Bradley acknowledged removing a full wolf pack isn’t always an option. But if you’re going to kill only one or two members of the pack, she found, it has to be within a week to be most effective. Bradley said her study wasn’t intended to endorse or condemn killing wolves but rather to offer guidance on how to be most effective.
Exactly why, she doesn’t know. But she suspects it increases the likelihood of shooting the culprit wolf.
Washington officials say they aim to respond within two weeks after a depredation. Oregon's last two state-sanctioned wolf killings were carried out 10 days and 19 days, respectively, after a depredation.
These wolf attacks on livestock often happen in remote areas and go undiscovered for stretches of time. Responding within a week might not always be an option.
“If you don’t do it within the first week or two weeks, then you probably shouldn’t bother,” Bradley said. “After that, we found there was no difference.”
ODFW’s Broman said Oregon is testing out unproven methods like incremental pack killing because it doesn’t want an all-or-nothing approach.
“We’re seeing if it works. It’s still a test to see what we’re looking for,” Broman said. “If you went exclusively by Bradley, you’d either do nothing or full pack removal. Full pack removal is very difficult.”
The problem with non-lethal, and finding a better way
Wolf advocates have pushed non-lethal alternatives to killing wolves to reduce livestock depredations. They advocate techniques like hazing wolves, fencing off cattle or using guard dogs. But there’s also a lack of evidence on those. And they’re also expensive and time consuming for ranchers.
A recent study done in Idaho by the U.S. Department of Agriculture and Defenders of Wildlife yielded promising results for non-lethal techniques. Over seven years, researchers found the rate of sheep losses due to wolves was 3.5 times lower in an area where they used only non-lethal techniques, compared to an area open to lethal control.
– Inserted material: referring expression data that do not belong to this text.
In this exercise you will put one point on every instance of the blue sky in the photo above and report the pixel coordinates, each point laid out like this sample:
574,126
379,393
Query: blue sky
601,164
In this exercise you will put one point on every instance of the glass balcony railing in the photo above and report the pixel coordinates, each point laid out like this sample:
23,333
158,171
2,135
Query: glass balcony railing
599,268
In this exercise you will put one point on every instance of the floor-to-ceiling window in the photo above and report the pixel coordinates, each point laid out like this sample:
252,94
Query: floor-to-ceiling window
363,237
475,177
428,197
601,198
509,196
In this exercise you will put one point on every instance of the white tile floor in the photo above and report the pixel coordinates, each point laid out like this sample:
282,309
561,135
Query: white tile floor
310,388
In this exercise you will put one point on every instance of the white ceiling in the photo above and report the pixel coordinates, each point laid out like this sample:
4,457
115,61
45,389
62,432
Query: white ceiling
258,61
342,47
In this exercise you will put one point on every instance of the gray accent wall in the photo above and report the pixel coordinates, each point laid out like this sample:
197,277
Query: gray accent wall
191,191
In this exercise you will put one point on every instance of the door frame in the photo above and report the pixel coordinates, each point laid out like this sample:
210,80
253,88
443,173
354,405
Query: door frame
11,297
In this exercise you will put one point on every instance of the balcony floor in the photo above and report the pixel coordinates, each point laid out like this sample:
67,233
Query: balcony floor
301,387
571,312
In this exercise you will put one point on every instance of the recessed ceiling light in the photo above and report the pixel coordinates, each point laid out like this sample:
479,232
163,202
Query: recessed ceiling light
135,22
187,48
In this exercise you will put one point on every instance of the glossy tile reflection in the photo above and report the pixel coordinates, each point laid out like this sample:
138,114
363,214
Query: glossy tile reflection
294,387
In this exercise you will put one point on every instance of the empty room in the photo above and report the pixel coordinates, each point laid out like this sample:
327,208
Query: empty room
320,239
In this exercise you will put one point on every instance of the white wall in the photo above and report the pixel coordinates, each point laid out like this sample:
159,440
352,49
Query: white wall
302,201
That was in rugged, remote pastures where non-lethal techniques were used.
That was a designed study with funding from conservation groups, the federal government and private donors. The study included field technicians who could help pen sheep at night and employ other wolf deterrents. The study’s author, Suzanne Stone of Defenders of Wildlife, said those non-lethal methods cost less money than Wildlife Services spent on killing wolves in nearby pastures. And those same methods are being used as part of a non-lethal program covering 10,000 sheep grazing across an area of nearly 1,000 square miles.
Most ranchers don’t have the time or manpower to do what that study did, said Julie Young, a researcher for the government's Wildlife Services.
Young has been working on how to adapt non-lethal practices for widespread adoption.
“Maybe there’s a happy medium,” she said. “We’re going to do these things, but we actually want to measure it as we’re doing it, so we can know if this program we’re investing time or money or resources in is cost-effective or effective at all.”
She said programs like lethal control and compensation for non-lethal measures, including the ones used in Oregon and Washington, are ripe for study.
“We need better data," Young said. "Otherwise we’re going to also lose trust, if we just start pushing tools on people and they don’t work.”